A) Schematic depicting the experimental setup. Female Mrgprb4^Cre; Rosa^ChR2/ChR2 mice with shaved backs, which had been injected with GRAB_DA to the NAc two weeks prior to testing, were placed under plastic chambers on a mesh platform. Pulsed blue (stimulating) or green (control) laser light (35mW, 10Hz sin wave) was shined to either the back skin (C-F) or skin surrounding the vagina (G-J) while recording GRAB_DA signals. B) Cannula placement and GRAB_DA expression in NAc C) ChR2-eYFP expression in Mrgprb4-lineage terminals in the back skin. D) Average GRAB_DA signal as z-score upon blue light (D) or green light (E) stimulation to the back. F) Average deltaF/F signals during pre-stimulation baseline (−5–0s) and during stimulation (0–6s) for each animal. Repeated measures two-way ANOVA revealed significant interaction between wavelength and time (p=0.0161) and Sidak’s multiple comparison test revealed significant difference in blue light (**p=0.0014) but not green light (p=0.9411) pre-stim compared to during stimulation. G-J) Average GRAB_DA signal as z-score upon blue light (H) or green light (I) stimulation to the anogenital region. J) Average deltaF/F signals during pre-stimulation baseline (−5–0s) and during stimulation (13–20s) for each animal. Repeated measures two-way ANOVA revealed significant interaction between wavelength and time (p=0.0110) and Sidak’s multiple comparison test revealed significant difference in blue light (***p=0.0003) but not green light (p=0.8547) pre-stim compared to during stimulation.

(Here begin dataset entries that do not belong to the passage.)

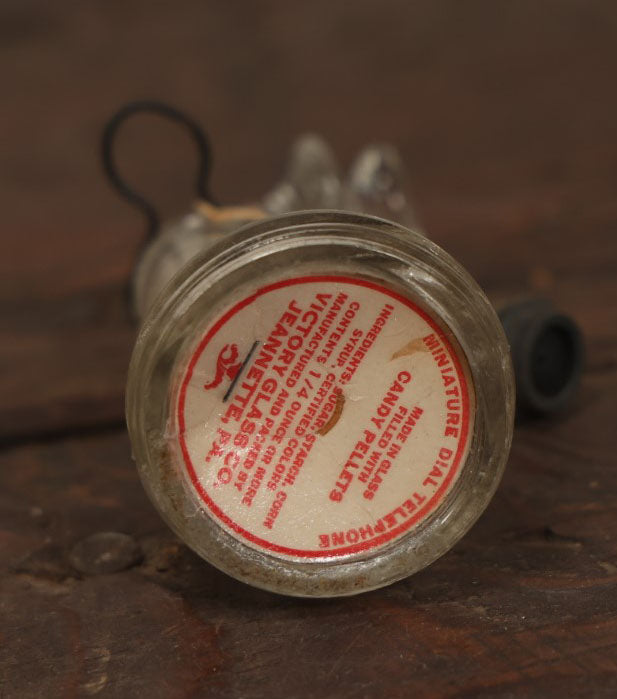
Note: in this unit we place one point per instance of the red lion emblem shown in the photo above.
(226, 365)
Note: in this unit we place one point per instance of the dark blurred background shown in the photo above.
(506, 114)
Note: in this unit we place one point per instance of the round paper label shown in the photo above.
(323, 416)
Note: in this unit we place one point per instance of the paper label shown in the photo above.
(323, 416)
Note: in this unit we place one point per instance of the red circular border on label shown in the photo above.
(355, 548)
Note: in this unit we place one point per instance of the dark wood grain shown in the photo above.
(507, 116)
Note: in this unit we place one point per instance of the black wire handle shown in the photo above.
(109, 162)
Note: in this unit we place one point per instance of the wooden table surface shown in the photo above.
(507, 116)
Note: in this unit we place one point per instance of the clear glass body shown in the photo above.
(438, 357)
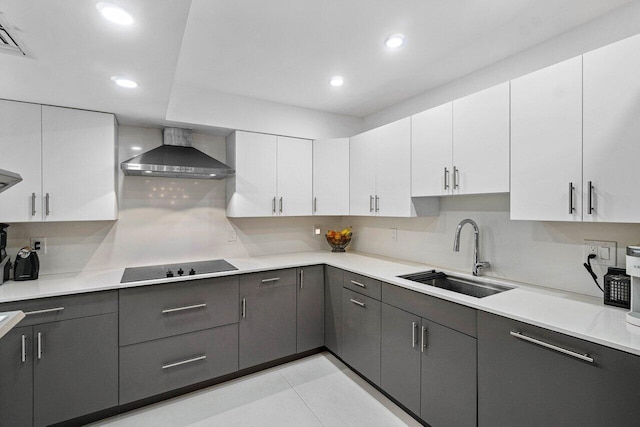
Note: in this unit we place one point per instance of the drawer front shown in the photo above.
(449, 314)
(362, 284)
(66, 307)
(152, 312)
(255, 281)
(162, 365)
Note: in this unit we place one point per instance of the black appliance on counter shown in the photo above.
(27, 265)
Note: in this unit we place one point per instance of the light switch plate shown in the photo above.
(602, 251)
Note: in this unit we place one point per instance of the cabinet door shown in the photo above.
(268, 325)
(481, 142)
(449, 376)
(78, 165)
(16, 378)
(310, 308)
(333, 309)
(546, 143)
(76, 368)
(21, 145)
(431, 151)
(361, 334)
(611, 132)
(393, 169)
(252, 191)
(522, 383)
(362, 174)
(331, 176)
(294, 176)
(400, 356)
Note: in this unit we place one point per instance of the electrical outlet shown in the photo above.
(39, 244)
(605, 252)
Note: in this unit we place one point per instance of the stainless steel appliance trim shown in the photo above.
(184, 362)
(585, 357)
(46, 310)
(188, 307)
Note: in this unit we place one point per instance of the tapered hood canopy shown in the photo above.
(176, 158)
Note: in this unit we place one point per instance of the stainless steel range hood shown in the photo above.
(8, 179)
(176, 158)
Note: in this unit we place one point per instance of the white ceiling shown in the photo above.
(281, 51)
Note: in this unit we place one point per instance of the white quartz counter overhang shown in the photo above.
(572, 314)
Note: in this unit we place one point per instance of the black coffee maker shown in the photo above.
(5, 264)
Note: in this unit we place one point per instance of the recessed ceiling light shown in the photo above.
(124, 82)
(394, 41)
(336, 81)
(114, 13)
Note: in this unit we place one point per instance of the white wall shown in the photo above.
(165, 220)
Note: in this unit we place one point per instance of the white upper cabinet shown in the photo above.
(481, 142)
(67, 159)
(431, 151)
(331, 176)
(273, 175)
(546, 144)
(20, 152)
(79, 164)
(612, 132)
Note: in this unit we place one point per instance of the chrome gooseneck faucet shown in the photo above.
(477, 265)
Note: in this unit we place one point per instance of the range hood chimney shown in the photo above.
(176, 158)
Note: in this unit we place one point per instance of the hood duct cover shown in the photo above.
(176, 158)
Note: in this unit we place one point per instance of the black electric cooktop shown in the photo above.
(151, 272)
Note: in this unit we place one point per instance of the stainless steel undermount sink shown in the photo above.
(465, 286)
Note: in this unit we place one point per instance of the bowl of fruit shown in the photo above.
(339, 240)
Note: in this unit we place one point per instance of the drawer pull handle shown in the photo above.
(48, 310)
(362, 285)
(184, 362)
(356, 302)
(585, 357)
(189, 307)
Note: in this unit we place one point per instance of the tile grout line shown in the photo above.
(303, 401)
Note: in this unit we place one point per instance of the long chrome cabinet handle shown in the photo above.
(39, 345)
(184, 362)
(46, 310)
(24, 348)
(188, 307)
(571, 208)
(585, 357)
(362, 285)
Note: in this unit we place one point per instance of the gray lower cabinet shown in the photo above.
(158, 366)
(526, 378)
(333, 278)
(361, 334)
(16, 378)
(267, 328)
(310, 308)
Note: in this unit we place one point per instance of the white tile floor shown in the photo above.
(316, 391)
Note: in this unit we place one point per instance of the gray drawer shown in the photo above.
(449, 314)
(255, 281)
(65, 307)
(162, 365)
(362, 284)
(152, 312)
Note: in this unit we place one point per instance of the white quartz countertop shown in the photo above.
(572, 314)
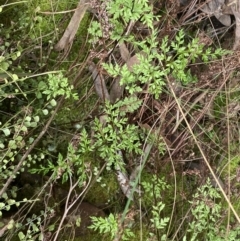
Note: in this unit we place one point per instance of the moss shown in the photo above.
(105, 192)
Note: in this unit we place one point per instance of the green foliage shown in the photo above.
(57, 85)
(173, 57)
(115, 135)
(207, 216)
(105, 225)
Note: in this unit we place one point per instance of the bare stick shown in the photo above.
(72, 27)
(17, 168)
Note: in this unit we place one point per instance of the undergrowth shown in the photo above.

Figure 6:. Mrgprb4-lineage neurons are required for dopamine release in the nucleus accumbens during sexual mounts.

A) Graphic depicting experimental setup. Female Mrgprb4^Cre; Rosa^DTA mice or littermate Rosa^DTA controls, which had been injected with GRAB_DA to the NAc over two weeks prior to testing were paired with males for a mating assay. Females were ovariectomized and hormone primed to be in a state of behavioral estrus for testing. GRAB_DA signals were recorded for the entire pairing and analyzed surrounding male mounts. B) Average z-score traces surrounding mount onset (T=0) for littermate Rosa^DTA controls (gray) (N=12) and C) Mrgprb4^Cre; Rosa^DTA females (purple) (N=7) D) Area under the curve for Z-scored signals at pre-mount baseline (−5 to −2s), 0–3s post-mount, and 3–5s post-mount for each animal. Repeated measures two-way ANOVA revealed a significant interaction between genotype and time (p=0.037), and Sidak’s multiple comparison test revealed significant difference in GRABDA signal between baseline and 0–3s post mount for control (**p=0.0024) but not Mrgprb4^Cre; Rosa^DTA females (p=0.9945). E) Schematic of a miniaturized one-photon fluorescence microscope and calcium imaging. A DAT-Cre animal was unilaterally injected with jGCaMP8m virus into the left hemisphere of the ventral tegmental area (VTA; AP:−3.20 mm, ML: −0.40 mm, DV: −4.40 mm). DAPI-stained (blue) coronal section of DAT-Cre mouse showing GCaMP8m fluorescence (green) and the location of a 0.6mm-diameter gradient index (GRIN) lens implant (dashed lines). The inset image indicates the imaging field from the lens. F) A cell contour map (left) and CNMFe-processed image of the neurons located in the VTA (middle) with corresponding raw calcium traces (right). G) Sample video frames of anogenital sniffing and mounting. The animal poses were manually annotated on a frame-by-frame by two human annotators. H) Raw calcium traces from 7 dopamine cells in VTA (black lines) with two manual behavior annotations: anogenital sniffing (blue; 14 events) and mounting (red; 16 events). Median z-scored calcium signals of each dopamine cell at the time of anogenital sniffing (blue; left) or mounting (red; right). I) Representative calcium activity of VTA dopamine neurons during anogenital sniffing or mounting (n=23 cells, 3 mice).